The board of United Overseas Bank (UOB) has announced a S$3 billion plan to distribute residual capital over the next three years, aiming to reduce excess capital.

The bank proposed a special dividend of S$0.50 per share in two tranches in 2025—distributing S$800 million of UOB's residual capital.

The company also introduced a S$2 billion share buyback program to repurchase shares from the open market and cancel them over the next three years.

UOB reported on Wednesday (February 19th) that its net profit for the fourth quarter ending December 31, 2024, was S$1.52 billion, an 8.6% increase from S$1.4 billion in the same period last year.

UOB CEO Wee Ee Cheong said at the bank's fourth-quarter earnings briefing on Wednesday, "Our disciplined approach to pursuing long-term growth in a steady manner has served us well, and we are confident in enhancing shareholder value in the coming years."

The plan is a long-awaited move by UOB. At the third-quarter earnings briefing in November 2024, Wee said the bank was open to investing excess capital in growth or returning it to shareholders, whether through share buybacks or more dividends.

Previously, analysts and investors had been focusing on Singapore banks' capital return plans, as all three banks have excess capital due to Basel IV reforms.

As of December 2024, UOB's Common Equity Tier 1 (CET-1) capital adequacy ratio stood at 15.5%. Factoring in Basel IV reforms, its fully loaded CET-1 ratio would be 15.4%.

UOB Group CFO Lee Wai Fai said, "With a strong capital position, we are confident in continuing to deliver consistent and stable returns to shareholders."

He noted that the bank is committed to reducing its CET-1 ratio to 14%.

After the distribution plan, UOB may have several hundred million dollars of residual capital left, although "that number could grow as the base expands."

Lee added, "If profitability is stronger, then technically, the CET-1 ratio will be higher because you are increasing the base."

He also pointed out the need to retain capital to drive growth, especially as the bank remains confident in ASEAN's prospects. "We believe there is still some work to be done in the region, and we believe we need risk-weighted assets to drive this regional growth vision."

DBS Bank was the first among local banks to return excess capital.
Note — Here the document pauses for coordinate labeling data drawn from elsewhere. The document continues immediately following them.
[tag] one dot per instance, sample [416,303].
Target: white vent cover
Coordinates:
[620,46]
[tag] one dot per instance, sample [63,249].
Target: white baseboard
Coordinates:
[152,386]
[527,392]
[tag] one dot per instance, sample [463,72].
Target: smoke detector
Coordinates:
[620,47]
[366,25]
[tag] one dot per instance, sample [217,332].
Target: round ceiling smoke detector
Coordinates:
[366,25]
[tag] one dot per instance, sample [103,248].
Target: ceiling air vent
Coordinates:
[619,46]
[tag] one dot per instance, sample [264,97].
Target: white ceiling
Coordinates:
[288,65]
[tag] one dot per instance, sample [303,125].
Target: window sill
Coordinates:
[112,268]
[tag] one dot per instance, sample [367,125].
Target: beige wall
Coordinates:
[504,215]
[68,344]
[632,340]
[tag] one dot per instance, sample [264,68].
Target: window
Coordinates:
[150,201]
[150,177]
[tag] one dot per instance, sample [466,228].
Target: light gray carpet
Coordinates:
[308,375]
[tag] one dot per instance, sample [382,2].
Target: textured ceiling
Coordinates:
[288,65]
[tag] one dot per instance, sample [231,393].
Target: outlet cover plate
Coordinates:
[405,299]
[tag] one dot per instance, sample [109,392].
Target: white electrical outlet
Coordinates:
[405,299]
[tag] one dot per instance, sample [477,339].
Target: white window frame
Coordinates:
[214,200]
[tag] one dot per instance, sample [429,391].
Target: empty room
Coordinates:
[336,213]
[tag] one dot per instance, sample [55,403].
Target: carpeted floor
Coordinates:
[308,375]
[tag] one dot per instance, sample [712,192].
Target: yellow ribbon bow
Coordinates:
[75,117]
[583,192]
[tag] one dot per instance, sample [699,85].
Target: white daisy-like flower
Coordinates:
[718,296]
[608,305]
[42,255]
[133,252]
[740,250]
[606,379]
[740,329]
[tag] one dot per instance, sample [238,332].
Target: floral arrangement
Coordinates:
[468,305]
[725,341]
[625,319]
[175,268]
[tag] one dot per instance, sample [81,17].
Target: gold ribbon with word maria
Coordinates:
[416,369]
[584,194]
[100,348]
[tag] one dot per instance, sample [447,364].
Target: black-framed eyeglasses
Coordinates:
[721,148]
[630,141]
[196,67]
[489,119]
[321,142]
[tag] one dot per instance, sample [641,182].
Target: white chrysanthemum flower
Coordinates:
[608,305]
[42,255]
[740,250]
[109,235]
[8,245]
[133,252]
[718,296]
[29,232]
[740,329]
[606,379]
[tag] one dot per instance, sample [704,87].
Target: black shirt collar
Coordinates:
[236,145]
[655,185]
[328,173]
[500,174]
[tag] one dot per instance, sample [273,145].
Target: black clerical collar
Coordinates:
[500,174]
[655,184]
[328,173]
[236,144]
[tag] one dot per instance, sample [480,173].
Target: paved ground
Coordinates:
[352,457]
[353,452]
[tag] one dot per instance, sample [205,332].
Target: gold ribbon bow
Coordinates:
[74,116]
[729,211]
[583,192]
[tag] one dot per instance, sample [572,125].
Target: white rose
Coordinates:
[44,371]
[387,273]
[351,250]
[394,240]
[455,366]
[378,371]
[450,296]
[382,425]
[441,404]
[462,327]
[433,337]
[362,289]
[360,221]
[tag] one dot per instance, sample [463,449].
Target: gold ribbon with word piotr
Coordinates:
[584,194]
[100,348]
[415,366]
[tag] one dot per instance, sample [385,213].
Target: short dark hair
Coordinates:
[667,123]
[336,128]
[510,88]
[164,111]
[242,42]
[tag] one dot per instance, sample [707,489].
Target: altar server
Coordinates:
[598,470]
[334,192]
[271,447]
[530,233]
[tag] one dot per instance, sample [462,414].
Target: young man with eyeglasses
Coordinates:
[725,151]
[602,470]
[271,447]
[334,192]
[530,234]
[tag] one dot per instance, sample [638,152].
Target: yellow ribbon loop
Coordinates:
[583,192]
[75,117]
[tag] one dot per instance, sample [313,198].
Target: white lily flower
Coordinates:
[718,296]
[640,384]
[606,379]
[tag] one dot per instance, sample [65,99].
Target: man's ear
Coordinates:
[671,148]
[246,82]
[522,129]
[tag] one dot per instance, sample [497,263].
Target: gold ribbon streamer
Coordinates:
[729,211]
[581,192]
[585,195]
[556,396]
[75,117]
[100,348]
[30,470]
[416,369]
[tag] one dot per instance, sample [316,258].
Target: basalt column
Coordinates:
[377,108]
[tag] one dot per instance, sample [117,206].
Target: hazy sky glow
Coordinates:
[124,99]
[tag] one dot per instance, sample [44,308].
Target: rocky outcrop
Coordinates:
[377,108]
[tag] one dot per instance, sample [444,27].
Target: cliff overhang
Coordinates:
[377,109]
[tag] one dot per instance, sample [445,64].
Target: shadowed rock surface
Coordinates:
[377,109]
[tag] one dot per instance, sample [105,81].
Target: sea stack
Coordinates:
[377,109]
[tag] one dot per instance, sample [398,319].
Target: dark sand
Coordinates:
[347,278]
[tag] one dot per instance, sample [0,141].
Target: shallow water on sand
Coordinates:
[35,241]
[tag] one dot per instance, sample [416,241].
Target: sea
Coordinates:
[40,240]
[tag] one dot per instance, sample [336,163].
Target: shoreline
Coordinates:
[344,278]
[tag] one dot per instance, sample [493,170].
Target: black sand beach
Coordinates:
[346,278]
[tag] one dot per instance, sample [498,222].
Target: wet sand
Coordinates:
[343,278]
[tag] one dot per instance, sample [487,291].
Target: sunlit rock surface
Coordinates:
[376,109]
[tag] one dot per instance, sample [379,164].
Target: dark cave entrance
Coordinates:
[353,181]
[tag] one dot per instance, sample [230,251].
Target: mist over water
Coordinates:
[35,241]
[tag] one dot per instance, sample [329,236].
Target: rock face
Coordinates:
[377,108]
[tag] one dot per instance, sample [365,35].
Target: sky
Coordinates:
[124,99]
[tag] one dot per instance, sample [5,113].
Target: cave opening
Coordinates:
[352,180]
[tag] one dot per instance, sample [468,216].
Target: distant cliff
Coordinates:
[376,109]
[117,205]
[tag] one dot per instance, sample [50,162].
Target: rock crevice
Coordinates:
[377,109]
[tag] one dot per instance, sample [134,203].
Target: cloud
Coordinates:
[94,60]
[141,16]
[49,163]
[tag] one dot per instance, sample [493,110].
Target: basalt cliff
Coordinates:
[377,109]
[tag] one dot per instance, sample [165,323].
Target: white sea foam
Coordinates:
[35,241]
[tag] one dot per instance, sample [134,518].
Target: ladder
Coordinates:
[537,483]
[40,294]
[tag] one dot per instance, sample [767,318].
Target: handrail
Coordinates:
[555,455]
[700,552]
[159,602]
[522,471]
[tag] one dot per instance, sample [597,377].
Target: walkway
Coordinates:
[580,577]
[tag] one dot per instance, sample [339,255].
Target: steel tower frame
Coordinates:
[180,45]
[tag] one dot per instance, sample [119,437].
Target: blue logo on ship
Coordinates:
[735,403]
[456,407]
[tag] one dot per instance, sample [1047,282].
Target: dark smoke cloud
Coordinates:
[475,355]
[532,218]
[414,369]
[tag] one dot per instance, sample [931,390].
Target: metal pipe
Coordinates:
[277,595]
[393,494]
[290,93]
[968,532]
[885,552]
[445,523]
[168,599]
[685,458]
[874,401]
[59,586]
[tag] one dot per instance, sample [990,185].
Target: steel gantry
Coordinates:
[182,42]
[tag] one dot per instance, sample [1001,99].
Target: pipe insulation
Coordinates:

In November 2024, DBS surprised the market by announcing a S$3 billion share buyback program alongside its third-quarter earnings. This was in addition to DBS' regular dividends and previously announced special dividends and scrip dividends.

DBS Bank supplemented this at its fourth-quarter earnings briefing last week, stating that it would distribute a capital return dividend of S$0.15 per share quarterly. The dividend will be paid in FY2025, with similar amounts to be distributed over the next two years.

As for OCBC, its management previously stated that it prefers to return excess capital to shareholders through dividends rather than share buybacks.

The company also aims to retain its excess capital as a reserve to support franchise liquidity and potential inorganic growth opportunities. OCBC will announce its fourth-quarter results on February 26.